JOHANNESBURG, South Africa, is home to 3.2 million people, which represents seven per cent of South Africa’s total population. The city’s reputation for crime is its “worse export” and it can ill afford the recent wave of xenophobic violence sweeping the country, according to chief executive of the Johannesburg Tourism Company, Lindiwe Mahlangu.
“We will sustain a position of ‘business as usual’ and we are communicating with international agencies and business centres, assuring them that the incidences are isolated and contained within a few areas of our city and advising on measures to ensure visitors' safety,” she said recently.
The city had made concerted efforts to enhance its position as a global destination for business and tourism, and as a home for foreign citizens. “All law-abiding people are welcome in our city as they have a role to play in our progress and prosperity, and ultimately improve on their own quality of life,” said Mahlangu.
Johannesburg plays host to millions of visitors annually and the JTC manages this process through extensive cooperation with all relevant safety and security authorities.
“Visitors to our popular tourist attractions, venues, exhibitions, cultural and sporting events, and conference facilities should be assured that we condemn the current events and support all efforts aimed at bringing an end to the temporary conflict, says Mahlangu.
Robin Binckes of Spear of the Nation, who offers private history based tour experiences embellished with story telling, passes on to visitors unique aspects of Johannesburg’s past and present life.
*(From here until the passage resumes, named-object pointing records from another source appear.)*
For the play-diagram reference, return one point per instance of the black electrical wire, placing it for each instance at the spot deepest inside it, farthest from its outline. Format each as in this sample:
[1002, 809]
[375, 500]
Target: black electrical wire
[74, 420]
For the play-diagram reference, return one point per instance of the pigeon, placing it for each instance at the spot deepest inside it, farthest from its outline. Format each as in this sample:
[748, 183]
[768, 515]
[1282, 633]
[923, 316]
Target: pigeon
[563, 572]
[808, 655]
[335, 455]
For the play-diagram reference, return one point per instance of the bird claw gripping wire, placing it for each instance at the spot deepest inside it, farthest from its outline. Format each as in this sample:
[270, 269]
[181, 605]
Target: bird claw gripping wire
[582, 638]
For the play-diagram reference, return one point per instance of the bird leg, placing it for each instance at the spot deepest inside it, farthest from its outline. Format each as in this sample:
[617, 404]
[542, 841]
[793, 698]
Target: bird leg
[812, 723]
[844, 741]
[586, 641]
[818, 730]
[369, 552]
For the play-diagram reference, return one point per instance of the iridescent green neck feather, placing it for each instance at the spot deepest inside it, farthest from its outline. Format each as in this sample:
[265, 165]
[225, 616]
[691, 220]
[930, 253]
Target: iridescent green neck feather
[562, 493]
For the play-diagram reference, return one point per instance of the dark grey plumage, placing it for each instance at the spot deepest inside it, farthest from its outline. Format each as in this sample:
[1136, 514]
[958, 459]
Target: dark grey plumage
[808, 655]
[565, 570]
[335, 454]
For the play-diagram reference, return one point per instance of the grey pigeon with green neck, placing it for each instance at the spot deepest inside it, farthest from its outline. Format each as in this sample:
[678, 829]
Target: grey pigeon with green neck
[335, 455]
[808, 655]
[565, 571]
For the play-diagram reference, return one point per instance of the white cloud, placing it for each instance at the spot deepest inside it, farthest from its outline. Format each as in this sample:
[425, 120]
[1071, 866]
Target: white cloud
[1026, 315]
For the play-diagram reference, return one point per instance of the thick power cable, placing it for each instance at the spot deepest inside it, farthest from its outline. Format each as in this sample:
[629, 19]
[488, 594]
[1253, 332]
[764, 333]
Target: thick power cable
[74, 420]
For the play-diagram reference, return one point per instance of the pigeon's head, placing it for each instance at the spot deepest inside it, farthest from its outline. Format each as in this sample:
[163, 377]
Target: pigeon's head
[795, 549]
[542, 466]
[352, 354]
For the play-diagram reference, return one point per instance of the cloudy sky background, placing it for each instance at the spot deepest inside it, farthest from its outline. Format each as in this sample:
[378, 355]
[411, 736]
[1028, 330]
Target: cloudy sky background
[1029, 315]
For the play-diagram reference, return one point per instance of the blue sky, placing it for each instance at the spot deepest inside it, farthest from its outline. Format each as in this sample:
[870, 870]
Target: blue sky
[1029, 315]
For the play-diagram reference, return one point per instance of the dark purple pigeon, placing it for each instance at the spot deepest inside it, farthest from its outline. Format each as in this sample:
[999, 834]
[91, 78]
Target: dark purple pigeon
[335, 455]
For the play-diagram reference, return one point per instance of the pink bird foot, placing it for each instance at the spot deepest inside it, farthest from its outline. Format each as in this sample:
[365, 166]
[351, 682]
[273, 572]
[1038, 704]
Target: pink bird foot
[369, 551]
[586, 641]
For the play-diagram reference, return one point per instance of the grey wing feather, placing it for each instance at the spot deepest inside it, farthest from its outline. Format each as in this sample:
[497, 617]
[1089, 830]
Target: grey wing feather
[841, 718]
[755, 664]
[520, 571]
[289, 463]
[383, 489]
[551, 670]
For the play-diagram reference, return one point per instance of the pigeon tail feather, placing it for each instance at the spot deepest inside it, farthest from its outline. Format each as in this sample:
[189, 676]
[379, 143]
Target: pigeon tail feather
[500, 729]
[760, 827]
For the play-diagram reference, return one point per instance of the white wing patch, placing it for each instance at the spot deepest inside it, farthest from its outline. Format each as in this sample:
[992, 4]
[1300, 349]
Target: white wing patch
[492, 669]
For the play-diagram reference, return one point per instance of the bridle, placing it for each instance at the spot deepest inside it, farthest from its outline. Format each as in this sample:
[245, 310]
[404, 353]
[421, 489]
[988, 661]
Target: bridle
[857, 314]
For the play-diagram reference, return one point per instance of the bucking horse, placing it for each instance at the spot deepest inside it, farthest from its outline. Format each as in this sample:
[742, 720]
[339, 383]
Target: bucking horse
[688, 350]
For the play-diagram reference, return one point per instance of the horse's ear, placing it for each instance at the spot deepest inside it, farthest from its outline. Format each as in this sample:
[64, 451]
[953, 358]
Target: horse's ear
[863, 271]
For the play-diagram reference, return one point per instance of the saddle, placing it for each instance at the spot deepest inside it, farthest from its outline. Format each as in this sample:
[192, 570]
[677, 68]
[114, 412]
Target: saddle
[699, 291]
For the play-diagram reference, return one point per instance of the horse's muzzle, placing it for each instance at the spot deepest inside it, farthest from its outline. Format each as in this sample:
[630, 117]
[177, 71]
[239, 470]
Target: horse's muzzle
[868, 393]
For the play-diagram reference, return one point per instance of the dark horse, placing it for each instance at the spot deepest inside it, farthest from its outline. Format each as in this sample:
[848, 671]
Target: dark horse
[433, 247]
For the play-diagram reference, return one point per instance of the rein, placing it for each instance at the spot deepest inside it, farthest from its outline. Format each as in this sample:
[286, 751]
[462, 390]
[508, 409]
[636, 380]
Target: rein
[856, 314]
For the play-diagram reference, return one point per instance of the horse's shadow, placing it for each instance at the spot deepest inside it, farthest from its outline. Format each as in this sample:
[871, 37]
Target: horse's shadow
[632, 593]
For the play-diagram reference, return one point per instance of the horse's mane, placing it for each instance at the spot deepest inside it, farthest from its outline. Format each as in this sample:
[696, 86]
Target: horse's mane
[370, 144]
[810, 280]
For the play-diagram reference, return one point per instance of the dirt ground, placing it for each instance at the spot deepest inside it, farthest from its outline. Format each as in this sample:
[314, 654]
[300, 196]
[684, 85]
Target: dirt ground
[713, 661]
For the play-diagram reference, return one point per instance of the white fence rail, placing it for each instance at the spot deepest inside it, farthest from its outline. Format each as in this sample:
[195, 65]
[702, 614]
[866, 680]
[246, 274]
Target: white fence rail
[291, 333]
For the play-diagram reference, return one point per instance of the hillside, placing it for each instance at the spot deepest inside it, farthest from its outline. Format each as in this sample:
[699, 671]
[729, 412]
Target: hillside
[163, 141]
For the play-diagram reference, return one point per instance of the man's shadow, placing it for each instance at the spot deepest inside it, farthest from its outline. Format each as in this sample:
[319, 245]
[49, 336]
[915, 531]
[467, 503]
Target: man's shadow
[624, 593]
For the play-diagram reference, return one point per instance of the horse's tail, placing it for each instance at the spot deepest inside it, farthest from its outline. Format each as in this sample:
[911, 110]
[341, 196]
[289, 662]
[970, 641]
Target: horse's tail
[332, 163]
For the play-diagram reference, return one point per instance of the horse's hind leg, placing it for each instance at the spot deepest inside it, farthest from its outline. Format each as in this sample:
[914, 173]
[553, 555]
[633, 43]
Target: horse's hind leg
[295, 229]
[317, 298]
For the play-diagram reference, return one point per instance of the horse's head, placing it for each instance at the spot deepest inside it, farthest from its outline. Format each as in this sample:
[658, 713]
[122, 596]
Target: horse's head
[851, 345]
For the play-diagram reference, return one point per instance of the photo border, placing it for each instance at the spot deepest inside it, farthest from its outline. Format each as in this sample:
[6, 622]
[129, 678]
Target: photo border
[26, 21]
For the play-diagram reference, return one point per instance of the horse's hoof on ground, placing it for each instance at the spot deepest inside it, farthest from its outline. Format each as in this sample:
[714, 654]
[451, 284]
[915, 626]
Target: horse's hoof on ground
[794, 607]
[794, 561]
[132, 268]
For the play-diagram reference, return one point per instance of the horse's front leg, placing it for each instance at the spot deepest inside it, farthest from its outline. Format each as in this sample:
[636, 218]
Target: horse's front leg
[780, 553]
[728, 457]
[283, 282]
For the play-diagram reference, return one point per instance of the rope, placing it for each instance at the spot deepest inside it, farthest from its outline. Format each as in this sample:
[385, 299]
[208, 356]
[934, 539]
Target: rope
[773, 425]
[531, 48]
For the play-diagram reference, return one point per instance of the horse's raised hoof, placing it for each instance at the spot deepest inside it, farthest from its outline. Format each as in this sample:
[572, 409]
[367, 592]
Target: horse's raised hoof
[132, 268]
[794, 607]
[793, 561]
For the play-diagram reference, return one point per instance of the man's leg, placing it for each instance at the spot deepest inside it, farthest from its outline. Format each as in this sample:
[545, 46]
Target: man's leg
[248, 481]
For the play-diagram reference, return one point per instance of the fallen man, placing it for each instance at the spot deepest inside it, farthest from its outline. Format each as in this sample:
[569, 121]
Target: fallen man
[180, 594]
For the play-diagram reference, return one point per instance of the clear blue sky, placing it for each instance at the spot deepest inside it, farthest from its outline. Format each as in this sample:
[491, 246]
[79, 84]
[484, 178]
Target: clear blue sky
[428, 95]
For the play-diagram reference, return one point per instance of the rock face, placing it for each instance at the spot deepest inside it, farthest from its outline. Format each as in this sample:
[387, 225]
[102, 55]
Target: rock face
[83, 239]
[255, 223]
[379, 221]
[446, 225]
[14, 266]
He says, “Johannesburg’s reputation for crime is probably our worst export! Just like any other major city there are good and bad areas. Of course it is always impossible to guarantee here (or anywhere for that matter) -  if visitors are sensible and aware and take advice from people who are qualified to give it rather than listening to those who might exaggerate they should have a safe and wonderful holiday.”
He said that he continued to do day tours into Alexandra Township, scene of the start of the recent violence, because it was and is, still safe on a normal day.
“Also if someone is familiar with their surroundings, knows where they are going and probably more importantly, is known in the area, that person is less likely to attract the wrong kind of attention,” said Binckes.
The JTC company launched a glossy magazine called So Joburg at Indaba 2008 in Durban in May, and it features the best of Johannesburg’s lifestyle - people, fashion, property, restaurants, events, hotels and business.
It was designed to attract both locals and visitors to a destination as “the more they know about a place, the more alluring it becomes. In the same vein once they arrive at a destination, they are likely to stay longer if they know what to see, what to do, and where to go; this is the role of “So Joburg” - encouraging residents and visitors alike to ‘do the town',” says Mahlangu.
The bi-monthly magazine will be distributed free at shopping malls, hotels and airline lounges and select South African Embassies from July 2008.